Rugs 101 – The Right Size For Your Space

Same Day Carpet Cleaning Bell Gardens — Rugs come in three main sizes, depending on the brand: small (160 x 230 cm), medium (200 x 300 cm), and big (300 x 400 cm) (250 x 350 cm or more). However, determining which size will work best in which space might be difficult. Tahn Scoon, an interior designer and author, takes us through each area…

Open-concept living areas:

Of course, the aim of a rug in an open plan living area is to provide comfort, but it should also serve to separate the living space from the other spaces. As a result, a little rug in front of the sofa is ineffective (and looks kind of silly). Something bigger is required. Try a 200 by 300 cm rug with the front feet of furniture put on it for an average-sized open plan space. (You may have heard that having a rug large enough to fit all of the furniture is best, but this only works in a very large room; otherwise, the rug’s corners can encroach on walkways and provide tripping hazards.)

Living rooms with doors:

Select a large rug and set all four legs of furniture on it (leave approximately 20-cm of space between the rug and the walls), or select a medium rug and place only the front feet of furniture on it (leave approximately 20-cm of space between the rug and the walls). A little separate living room is likely the only area where a small rug would fit; in this instance, place the rug in front of the sofa.

Kitchens:

While rugs might be inconvenient in the kitchen because they need to be shaken out frequently, they can also be attractive, bringing warmth and texture to otherwise rigid surfaces. They’re also useful for shielding bare feet from cold floors and dropped plates from harsh surfaces. An indoor-outdoor rug will most likely be your finest material choice. A runner (positioned around 15 cm back from your kitchen sink cabinetry) will adequate in most kitchens.

Dining areas:

Cleaning is a factor to consider before adding a rug to the dining room, just as it is in the kitchen.

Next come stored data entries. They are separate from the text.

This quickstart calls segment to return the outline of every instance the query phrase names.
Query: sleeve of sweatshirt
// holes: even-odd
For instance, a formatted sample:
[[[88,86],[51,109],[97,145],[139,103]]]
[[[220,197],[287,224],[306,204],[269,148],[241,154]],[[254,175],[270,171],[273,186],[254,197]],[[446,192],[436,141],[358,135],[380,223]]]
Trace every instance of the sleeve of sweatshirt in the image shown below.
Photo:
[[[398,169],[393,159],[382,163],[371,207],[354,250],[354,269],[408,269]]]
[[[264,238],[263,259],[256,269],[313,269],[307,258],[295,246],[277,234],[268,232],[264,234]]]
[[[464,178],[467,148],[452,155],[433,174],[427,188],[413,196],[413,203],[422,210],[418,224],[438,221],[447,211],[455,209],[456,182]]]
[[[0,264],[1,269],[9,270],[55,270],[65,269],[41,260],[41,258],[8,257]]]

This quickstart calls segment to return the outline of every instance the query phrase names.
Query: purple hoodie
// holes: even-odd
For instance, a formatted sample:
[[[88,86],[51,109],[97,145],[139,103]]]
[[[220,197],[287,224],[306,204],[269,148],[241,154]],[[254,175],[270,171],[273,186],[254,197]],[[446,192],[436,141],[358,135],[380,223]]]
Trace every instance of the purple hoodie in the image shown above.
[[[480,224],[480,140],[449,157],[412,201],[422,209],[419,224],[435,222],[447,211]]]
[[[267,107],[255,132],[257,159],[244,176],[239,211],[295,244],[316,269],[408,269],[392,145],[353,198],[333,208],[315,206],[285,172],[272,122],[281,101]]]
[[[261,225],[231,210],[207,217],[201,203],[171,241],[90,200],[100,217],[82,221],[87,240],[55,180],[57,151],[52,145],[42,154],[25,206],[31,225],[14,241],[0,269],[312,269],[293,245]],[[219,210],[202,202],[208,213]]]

Cleaning bare floors is obviously easier than cleaning rugs. A rug under the dining table, on the other hand, can look wonderful if you’re looking for good looks and comfort. Keep in mind that synthetic carpets are less expensive to replace and maintain than natural fiber rugs (you can also get them treated for extra protection). The rug should be 80 cm larger on all sides than your table to allow you to slip chairs in and out without catching on the rug (or scratching the floor boards). However, 80 cm appears too enormous to me aesthetically, therefore I must admit, I generally compromise and select a rug 50 cm larger than my table.

Hallways:

Rugs are a terrific way to dress up a corridor while also providing excellent noise reduction. The majority of off-the-shelf hall runners, however, are overly short, which doesn’t look fantastic (almost as bad as curtains that awkwardly sit inches above the ground). While you can have carpets custom-sized, you can save money by purchasing two inexpensive runners and having them sewed together — search online for a local carpet overlocker.

Main sleeping quarters:

A rug large enough to fit beneath your entire bed and protrude out at least a metre on all sides would be ideal in a main bedroom (so your feet stay nice and warm). However, carpets this huge are costly, so settle for a modest rug (about 200 x 300 cm) and slip it horizontally under your bed instead (from the bottom of the bed, stopping just before you reach your bedsides). If you have a king bed, you’ll have a 50-centimeter walkway around the bottom and sides of your bed (and a slightly bigger walkway if you have a queen).